The switch between crystal-clear visions and total blindness is deeply unsettling. As if nature itself is toying with us—our senses, our willpower. One moment your eyes feast on majestic landscapes, the next you’re questioning the purpose, the very sanity, of what you’re doing. I feel like I’ve slipped into an alternate reality, the negative of an old photograph. Maybe I’m delirious, but these are the thoughts that crowd my mind as I climb. At least it’s not the usual dumb songs that get stuck in my head on long ascents. Anyway, the only sound in my ears is the wind.
Even peeing becomes a bit of a challenge—and for once, Layla might actually have the advantage. But the worst part is the ash on the snow, sticking to the skins and clumping under our skis. I feel like I’m in one of those childhood nightmares where you have to escape something terrifying, but your legs get heavier and heavier. Only here, you don’t wake up safe in bed, crying into your mother’s arms. You just try not to drop a glove while fishing for a few pistachios or hazelnuts from your pant pocket. A few moments ago, the sun still lit up the turquoise sea we swam in that very morning. How have the clouds swallowed us already?
Suddenly we’re in The Road by Cormac McCarthy, and I feel like one of those last scraps of humanity pushing forward into the unknown. If I had even a bit of a writer’s talent, I’d try to describe the overwhelming visual excess we’re skiing through. Ash and snow—two elements that should never meet on this scale—blend into a landscape in constant flux.
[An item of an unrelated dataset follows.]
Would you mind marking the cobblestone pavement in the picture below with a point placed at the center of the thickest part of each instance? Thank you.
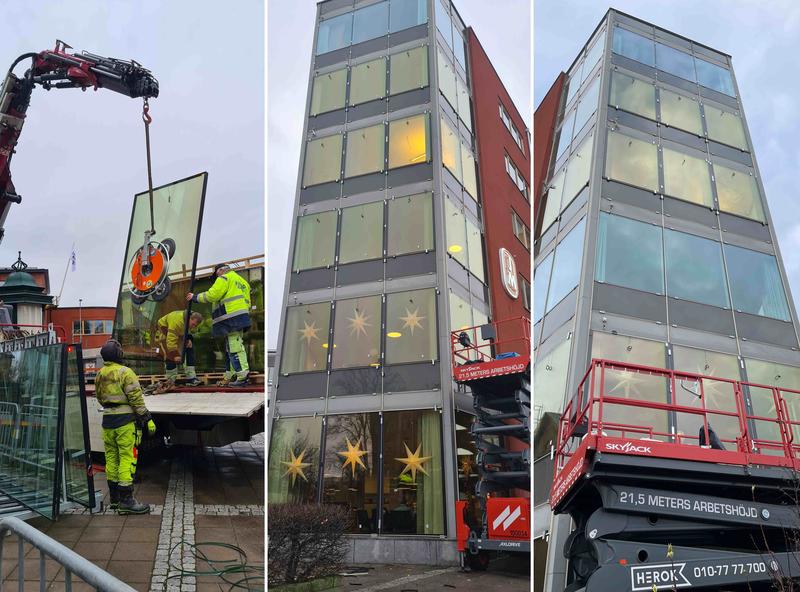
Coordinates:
(212, 495)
A feeling as intense as the cold moistens my eyes, and our little group moves forward wrapped in a hypnotic silence. As twilight falls, the blood-red sunset gives way to a stream of lava flowing just a few dozen meters away. Above our heads, the volcano’s crater yawns open like a wound in a vast sea of clouds, roaring like the dawn of the world.
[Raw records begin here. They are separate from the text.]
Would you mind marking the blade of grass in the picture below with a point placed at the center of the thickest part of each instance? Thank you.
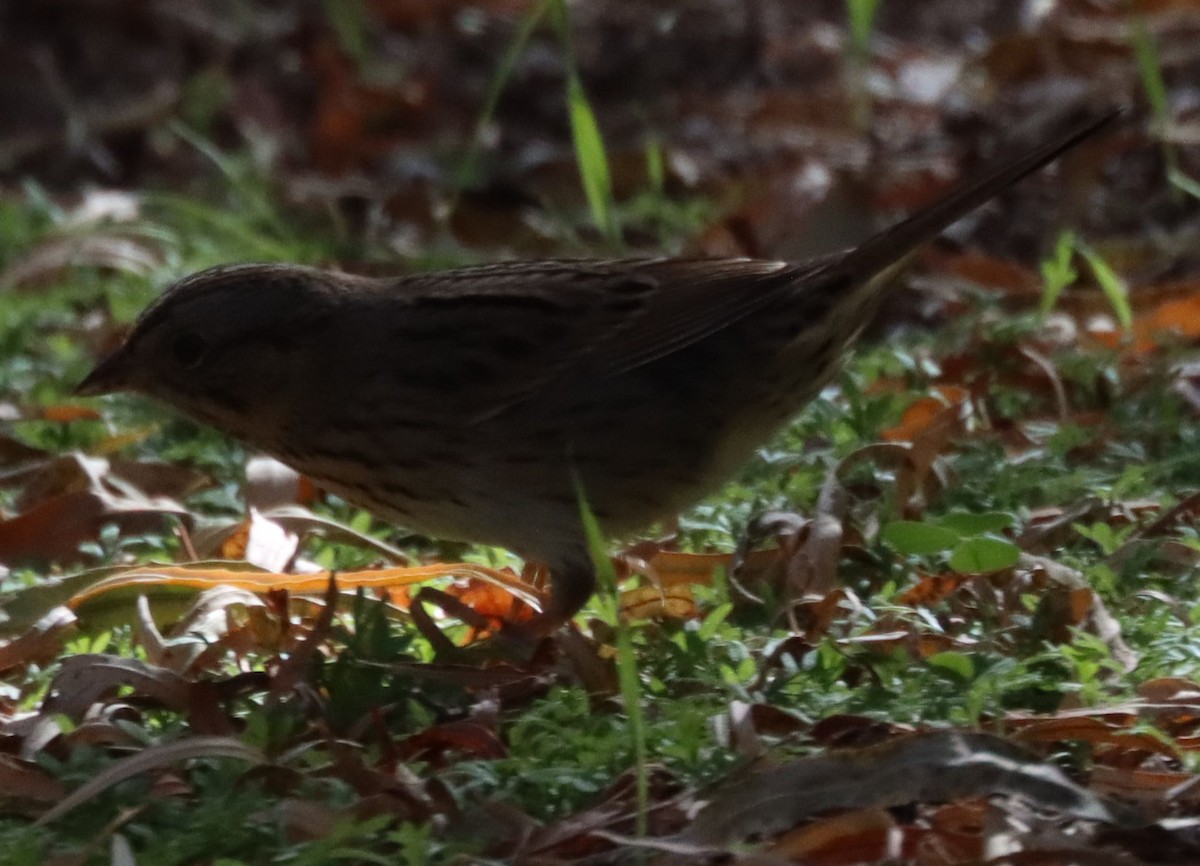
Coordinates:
(1150, 68)
(492, 97)
(627, 665)
(1113, 286)
(1059, 271)
(589, 150)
We’ve all stepped into something powerful, profoundly emotional. A lava dragon moves and breathes in an organic whisper. I can’t look away. The waves of heat radiating from it blend with something more personal and intimate—gratitude, pure joy, the realization that we’re here, now.
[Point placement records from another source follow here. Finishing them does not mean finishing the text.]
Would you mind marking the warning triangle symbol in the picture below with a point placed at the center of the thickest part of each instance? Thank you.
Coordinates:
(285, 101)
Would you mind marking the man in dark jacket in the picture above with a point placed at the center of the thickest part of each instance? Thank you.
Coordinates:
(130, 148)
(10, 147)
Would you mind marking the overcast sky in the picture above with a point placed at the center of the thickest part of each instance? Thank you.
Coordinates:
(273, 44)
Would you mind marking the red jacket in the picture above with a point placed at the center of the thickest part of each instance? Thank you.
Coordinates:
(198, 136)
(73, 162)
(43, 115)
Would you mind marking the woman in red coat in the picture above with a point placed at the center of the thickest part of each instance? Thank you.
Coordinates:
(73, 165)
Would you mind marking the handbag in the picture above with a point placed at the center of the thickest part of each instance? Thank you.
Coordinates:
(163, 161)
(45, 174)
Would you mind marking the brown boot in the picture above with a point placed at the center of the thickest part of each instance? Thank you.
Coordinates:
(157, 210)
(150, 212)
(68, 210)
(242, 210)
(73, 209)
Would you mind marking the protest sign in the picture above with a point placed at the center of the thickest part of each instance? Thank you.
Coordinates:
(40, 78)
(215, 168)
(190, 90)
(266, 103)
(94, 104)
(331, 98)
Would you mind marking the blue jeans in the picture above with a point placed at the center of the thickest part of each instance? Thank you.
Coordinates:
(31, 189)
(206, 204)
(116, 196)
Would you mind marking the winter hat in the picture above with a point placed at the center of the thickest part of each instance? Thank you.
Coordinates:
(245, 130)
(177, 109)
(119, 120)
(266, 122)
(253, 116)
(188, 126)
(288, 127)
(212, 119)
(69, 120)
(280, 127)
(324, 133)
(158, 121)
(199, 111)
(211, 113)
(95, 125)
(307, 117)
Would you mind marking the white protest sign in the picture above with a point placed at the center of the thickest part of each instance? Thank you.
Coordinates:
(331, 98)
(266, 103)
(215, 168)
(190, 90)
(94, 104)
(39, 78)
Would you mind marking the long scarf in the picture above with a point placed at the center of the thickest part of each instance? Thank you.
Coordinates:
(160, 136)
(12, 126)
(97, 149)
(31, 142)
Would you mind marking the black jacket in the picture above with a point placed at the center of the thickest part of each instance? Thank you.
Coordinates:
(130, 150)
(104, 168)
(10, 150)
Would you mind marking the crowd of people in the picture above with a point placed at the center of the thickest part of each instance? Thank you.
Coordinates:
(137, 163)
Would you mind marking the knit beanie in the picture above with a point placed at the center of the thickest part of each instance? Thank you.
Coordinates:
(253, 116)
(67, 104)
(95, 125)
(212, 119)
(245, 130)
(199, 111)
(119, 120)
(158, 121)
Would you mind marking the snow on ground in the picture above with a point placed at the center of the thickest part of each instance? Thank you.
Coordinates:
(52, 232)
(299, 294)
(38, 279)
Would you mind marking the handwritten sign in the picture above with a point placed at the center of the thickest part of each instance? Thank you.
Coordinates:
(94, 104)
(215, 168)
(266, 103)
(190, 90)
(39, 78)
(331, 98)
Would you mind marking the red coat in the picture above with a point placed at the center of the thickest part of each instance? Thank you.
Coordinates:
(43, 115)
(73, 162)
We almost forget to take any photos.
On the way back, a fine rain drums against my jacket, soaking the forest and the vegetation, which in the dim evening light dissolve into something else entirely. I refuse to turn on my headlamp—I’d rather stay immersed in the moment, even if I trip constantly and can only stay upright thanks to my poles. The group is far ahead now, but I still catch glimpses of Clément and Layla’s lights at the rear.
I’m exhausted, but my legs have never let me down, and I know I can keep going—despite the bad knee and my worse temper. I feel like an old loner at the bottom of the food chain. If I were a herbivore, I’d be the next prey.
That awareness, that vulnerability, squeezes my chest.
I loved this wild dance up toward the summit—through majestic, wind-carved valleys shaped like waves of soft snow, where we tried to lay elegant tracks. Then the thrill of navigating through the damp fog, where strange snow outcrops rise like ghostly shipwrecks. And finally, another level still—where the first signs of plant life begin to appear.
It’s incredible when skiing turns into a rite of passage—a sequence of physical and visual sensations.
A wild game. The real wild ski. A simple, instinctive way of moving through a ghostly environment.